Tout en répétant d’une voix de tonnerre le refrain de cette chanson de chasse, les compagnons de l’abbé de la Déraison devenaient de plus en plus tumultueux, et passaient même par-dessus le respect qu’ils devaient au vénérable prélat. Tout à coup un chevalier armé de pied en cap, suivi de deux ou trois hommes d’armes, entra dans l’Église, et leur enjoignit d’une voix sévère de cesser leurs sacrilèges divertissements.

Sa visière était levée, mais eût-elle été baissée, la branche de houx qui ornait son casque eût suffi pour faire reconnaître sir Halbert Glendinning. Ce seigneur traversait le village de Kennaquhair pour revenir à son château : il avait entendu le vacarme qui se faisait dans l’Église, et craignant peut-être pour la sûreté de son frère, il y était entré avec sa suite.

« Camarades ! dit-il, que signifie tout cela ? Êtes-vous chrétiens et sujets du roi, vous qui osez profaner et détruire une Église et un sanctuaire comme feraient des païens ? »

Tous gardèrent le silence, bien que plusieurs fussent certainement surpris et désappointés en recevant d’un protestant si zélé des remontrances au lieu de remercîments.

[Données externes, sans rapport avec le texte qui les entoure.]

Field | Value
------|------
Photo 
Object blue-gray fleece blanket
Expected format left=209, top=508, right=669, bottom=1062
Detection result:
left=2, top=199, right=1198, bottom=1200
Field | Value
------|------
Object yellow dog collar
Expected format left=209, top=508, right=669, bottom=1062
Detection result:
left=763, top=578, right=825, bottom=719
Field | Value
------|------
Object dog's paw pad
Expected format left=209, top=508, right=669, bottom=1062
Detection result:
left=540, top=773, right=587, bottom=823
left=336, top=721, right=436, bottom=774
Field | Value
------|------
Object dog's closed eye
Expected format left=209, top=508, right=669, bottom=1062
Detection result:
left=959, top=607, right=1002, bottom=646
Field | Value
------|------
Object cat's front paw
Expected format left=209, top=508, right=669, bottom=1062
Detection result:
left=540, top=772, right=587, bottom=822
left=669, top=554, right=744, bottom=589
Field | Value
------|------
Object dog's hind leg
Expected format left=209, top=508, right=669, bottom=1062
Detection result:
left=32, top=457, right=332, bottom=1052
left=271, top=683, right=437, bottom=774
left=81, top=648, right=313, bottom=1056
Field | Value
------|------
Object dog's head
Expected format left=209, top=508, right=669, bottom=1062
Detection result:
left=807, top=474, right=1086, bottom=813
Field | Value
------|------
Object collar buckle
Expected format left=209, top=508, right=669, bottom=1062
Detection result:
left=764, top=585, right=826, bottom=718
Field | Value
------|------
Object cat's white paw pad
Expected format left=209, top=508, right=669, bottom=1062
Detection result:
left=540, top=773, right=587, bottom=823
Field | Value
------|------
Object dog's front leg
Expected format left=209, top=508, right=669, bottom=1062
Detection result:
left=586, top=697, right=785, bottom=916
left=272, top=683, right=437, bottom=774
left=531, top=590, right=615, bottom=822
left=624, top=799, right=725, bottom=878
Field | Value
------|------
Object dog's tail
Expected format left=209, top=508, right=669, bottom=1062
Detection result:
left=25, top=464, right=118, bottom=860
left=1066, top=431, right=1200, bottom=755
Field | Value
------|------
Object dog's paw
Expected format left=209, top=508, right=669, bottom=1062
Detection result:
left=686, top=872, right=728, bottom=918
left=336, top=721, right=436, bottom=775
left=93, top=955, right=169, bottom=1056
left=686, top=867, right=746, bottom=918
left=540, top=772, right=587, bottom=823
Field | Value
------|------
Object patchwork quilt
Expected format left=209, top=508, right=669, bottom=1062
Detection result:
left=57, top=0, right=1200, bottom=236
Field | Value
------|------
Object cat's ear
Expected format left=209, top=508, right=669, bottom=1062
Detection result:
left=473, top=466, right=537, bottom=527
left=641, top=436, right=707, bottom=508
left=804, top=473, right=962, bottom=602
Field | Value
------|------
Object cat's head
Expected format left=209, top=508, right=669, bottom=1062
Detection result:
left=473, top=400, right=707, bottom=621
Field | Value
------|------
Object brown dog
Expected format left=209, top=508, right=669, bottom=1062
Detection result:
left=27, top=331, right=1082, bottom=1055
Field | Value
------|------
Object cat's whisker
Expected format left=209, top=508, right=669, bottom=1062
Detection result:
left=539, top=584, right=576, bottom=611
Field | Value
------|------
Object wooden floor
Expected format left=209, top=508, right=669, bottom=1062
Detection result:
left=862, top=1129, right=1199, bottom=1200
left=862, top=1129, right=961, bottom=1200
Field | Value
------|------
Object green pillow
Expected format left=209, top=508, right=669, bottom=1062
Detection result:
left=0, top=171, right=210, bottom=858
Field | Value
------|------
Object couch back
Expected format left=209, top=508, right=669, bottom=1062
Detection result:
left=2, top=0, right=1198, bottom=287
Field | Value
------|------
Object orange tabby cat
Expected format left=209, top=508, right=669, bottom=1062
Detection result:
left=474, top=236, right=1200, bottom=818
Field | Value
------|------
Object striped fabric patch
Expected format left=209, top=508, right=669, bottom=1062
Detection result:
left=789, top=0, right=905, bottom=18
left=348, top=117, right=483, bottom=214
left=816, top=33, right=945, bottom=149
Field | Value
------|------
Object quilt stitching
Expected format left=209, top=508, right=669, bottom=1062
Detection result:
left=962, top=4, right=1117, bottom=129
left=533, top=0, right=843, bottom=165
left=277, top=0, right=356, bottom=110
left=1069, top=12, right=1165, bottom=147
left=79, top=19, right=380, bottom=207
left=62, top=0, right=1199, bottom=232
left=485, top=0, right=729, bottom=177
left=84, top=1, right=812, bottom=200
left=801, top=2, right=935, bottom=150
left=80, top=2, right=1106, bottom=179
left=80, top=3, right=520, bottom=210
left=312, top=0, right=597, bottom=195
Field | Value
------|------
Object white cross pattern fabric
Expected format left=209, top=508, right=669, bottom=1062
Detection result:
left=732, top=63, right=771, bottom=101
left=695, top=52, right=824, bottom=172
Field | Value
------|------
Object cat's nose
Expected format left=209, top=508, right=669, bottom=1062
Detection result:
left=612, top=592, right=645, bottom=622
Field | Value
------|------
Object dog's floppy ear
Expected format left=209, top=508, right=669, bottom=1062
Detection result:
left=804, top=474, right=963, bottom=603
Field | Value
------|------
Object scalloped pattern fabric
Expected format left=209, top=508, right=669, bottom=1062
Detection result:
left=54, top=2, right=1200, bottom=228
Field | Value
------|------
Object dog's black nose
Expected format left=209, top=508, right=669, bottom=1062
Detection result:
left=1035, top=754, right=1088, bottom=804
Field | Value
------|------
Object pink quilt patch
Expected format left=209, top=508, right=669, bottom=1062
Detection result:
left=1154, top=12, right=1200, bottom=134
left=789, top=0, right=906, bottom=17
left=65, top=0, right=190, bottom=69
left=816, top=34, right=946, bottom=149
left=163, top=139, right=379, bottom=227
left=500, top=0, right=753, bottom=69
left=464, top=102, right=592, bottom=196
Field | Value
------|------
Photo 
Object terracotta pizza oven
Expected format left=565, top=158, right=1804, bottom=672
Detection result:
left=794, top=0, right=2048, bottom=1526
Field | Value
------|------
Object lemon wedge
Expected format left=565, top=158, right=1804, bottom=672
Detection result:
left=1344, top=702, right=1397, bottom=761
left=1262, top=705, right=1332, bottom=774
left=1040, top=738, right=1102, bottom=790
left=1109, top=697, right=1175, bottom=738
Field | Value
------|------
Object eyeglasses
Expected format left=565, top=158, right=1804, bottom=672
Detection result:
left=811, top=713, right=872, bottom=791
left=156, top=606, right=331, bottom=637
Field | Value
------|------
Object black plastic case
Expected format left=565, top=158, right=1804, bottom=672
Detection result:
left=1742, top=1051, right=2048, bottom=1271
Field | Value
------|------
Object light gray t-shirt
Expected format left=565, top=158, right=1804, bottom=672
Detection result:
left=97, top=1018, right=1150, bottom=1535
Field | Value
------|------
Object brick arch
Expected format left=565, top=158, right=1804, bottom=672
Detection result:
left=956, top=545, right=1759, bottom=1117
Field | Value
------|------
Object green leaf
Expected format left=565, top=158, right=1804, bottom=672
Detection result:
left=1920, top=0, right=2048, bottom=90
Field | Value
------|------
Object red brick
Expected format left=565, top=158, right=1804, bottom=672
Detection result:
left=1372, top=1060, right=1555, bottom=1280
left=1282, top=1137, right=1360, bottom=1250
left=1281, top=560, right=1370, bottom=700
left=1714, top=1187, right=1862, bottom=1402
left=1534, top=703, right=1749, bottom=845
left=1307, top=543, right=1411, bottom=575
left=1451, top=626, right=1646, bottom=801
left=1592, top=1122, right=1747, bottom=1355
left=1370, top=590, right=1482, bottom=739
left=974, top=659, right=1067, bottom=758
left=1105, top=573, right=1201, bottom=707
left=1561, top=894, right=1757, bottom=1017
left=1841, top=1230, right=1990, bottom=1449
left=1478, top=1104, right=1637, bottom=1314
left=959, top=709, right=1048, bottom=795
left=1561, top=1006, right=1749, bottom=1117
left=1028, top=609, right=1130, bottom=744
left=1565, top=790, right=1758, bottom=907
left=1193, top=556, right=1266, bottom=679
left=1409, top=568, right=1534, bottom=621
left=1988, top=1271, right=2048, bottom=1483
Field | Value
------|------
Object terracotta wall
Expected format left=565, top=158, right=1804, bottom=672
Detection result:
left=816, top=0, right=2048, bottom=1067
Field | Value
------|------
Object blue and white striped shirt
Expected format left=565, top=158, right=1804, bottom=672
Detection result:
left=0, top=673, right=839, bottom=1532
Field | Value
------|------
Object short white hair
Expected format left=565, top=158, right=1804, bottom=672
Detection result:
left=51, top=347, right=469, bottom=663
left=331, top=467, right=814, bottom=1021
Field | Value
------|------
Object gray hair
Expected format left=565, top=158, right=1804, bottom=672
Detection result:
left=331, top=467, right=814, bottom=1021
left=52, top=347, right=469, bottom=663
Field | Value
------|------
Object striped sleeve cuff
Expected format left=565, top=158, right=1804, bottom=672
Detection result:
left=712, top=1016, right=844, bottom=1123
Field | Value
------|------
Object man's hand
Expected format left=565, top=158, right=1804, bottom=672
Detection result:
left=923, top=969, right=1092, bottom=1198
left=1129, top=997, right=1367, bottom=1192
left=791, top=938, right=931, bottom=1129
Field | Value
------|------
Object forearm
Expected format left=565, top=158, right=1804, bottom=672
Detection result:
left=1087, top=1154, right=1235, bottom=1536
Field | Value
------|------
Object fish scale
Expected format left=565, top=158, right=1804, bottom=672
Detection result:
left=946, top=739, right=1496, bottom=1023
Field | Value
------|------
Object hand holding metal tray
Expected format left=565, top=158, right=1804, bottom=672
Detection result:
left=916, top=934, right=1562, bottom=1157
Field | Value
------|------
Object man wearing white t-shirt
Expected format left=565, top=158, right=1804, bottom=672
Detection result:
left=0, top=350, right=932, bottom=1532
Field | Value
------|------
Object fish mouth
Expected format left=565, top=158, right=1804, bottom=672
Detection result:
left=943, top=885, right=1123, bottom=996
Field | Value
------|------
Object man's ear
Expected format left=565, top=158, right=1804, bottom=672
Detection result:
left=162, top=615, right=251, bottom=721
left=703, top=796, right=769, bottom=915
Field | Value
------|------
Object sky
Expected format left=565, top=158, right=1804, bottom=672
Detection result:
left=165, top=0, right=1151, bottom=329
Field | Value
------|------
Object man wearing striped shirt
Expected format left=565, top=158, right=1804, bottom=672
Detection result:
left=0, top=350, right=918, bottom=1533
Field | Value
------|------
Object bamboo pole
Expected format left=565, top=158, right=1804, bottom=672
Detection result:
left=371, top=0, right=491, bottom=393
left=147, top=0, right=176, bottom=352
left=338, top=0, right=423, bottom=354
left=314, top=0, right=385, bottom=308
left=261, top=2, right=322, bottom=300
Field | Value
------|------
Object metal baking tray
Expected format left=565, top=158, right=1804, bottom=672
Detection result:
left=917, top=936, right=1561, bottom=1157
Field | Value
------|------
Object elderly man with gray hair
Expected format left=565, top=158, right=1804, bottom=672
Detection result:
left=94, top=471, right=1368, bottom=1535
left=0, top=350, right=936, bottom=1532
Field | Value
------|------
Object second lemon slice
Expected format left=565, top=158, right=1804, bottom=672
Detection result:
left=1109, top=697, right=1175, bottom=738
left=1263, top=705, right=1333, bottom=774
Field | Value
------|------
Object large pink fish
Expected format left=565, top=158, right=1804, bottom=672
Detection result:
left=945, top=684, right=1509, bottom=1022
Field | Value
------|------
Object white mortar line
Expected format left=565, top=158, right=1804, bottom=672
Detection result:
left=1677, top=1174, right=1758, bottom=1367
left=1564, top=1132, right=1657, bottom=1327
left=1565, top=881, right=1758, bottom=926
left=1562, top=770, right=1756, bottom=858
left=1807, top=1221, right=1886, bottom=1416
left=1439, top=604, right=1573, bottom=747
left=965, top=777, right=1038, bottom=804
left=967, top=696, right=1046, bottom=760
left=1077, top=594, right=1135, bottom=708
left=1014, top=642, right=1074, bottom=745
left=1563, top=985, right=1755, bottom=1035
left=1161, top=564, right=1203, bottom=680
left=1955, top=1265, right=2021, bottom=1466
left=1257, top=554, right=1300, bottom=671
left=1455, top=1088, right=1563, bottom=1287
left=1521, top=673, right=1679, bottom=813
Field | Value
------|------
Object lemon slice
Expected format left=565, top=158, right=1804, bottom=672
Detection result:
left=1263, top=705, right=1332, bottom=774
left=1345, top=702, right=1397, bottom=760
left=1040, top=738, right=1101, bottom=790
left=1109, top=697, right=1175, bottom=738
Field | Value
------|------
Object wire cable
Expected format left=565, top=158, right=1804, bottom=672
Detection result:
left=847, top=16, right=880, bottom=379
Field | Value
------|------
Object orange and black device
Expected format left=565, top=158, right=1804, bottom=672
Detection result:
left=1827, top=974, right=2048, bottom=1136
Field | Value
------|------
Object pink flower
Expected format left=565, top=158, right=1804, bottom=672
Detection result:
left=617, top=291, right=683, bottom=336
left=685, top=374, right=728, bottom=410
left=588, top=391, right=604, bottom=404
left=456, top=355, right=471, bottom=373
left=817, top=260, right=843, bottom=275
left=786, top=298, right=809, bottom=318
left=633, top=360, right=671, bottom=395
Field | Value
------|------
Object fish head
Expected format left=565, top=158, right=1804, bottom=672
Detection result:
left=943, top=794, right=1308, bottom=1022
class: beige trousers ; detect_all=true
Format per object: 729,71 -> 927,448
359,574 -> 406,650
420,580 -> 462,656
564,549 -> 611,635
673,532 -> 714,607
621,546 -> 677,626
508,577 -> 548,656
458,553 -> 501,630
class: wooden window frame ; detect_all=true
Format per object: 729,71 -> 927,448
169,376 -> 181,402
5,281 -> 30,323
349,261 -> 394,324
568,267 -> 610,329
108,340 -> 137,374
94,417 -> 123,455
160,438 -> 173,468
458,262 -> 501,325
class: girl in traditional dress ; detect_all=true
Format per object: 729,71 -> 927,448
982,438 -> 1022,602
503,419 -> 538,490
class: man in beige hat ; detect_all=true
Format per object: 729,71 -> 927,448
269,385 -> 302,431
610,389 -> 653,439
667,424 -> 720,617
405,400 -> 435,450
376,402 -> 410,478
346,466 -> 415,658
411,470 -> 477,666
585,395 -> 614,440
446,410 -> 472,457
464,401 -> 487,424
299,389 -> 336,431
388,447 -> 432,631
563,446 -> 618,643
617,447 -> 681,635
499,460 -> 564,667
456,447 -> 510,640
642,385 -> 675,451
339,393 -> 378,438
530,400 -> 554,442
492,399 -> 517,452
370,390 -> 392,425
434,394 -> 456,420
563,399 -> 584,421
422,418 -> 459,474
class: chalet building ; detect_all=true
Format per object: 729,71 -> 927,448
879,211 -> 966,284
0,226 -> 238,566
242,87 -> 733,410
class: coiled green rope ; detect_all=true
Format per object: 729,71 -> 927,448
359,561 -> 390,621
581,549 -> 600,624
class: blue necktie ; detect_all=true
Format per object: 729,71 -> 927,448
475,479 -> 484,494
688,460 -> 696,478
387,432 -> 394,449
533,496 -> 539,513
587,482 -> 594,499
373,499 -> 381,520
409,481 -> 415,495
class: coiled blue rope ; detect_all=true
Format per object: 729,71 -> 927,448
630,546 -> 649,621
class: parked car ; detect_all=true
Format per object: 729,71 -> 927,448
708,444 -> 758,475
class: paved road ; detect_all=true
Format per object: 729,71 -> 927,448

Il est vrai qu’à la fin le dragon prit sur lui de faire l’orateur, et murmura, en grognant du fond de son gosier de carton peint, qu’ils n’avaient fait que balayer le papisme hors de l’Église avec le balai de la destruction.

« Quoi, mes amis ! répliqua Halbert Glendinning, pensez-vous qu’il n’y a pas dans ces divertissements et dans cette mascarade plus de papisme que dans ces murs de pierre ? Enlevez la lèpre qui vous ronge le corps avant de penser à purifier des murailles !… Rabaissez cette hardiesse insolente qui ne produit que de condamnables excès ; et sachez que l’amusement auquel vous vous livrez est un de ces plaisirs coupables et sacrilèges, introduits par les prêtres mêmes de Rome pour égarer et abrutir les âmes qui tombent dans leurs filets.

— Dieu soit loué !… Venez-vous ici pour nous gronder ? » murmura le dragon, avec une humeur violente qui allait parfaitement à son rôle ; « nous eussions aussi bien fait de rester romains si nous ne pouvons nous amuser en liberté.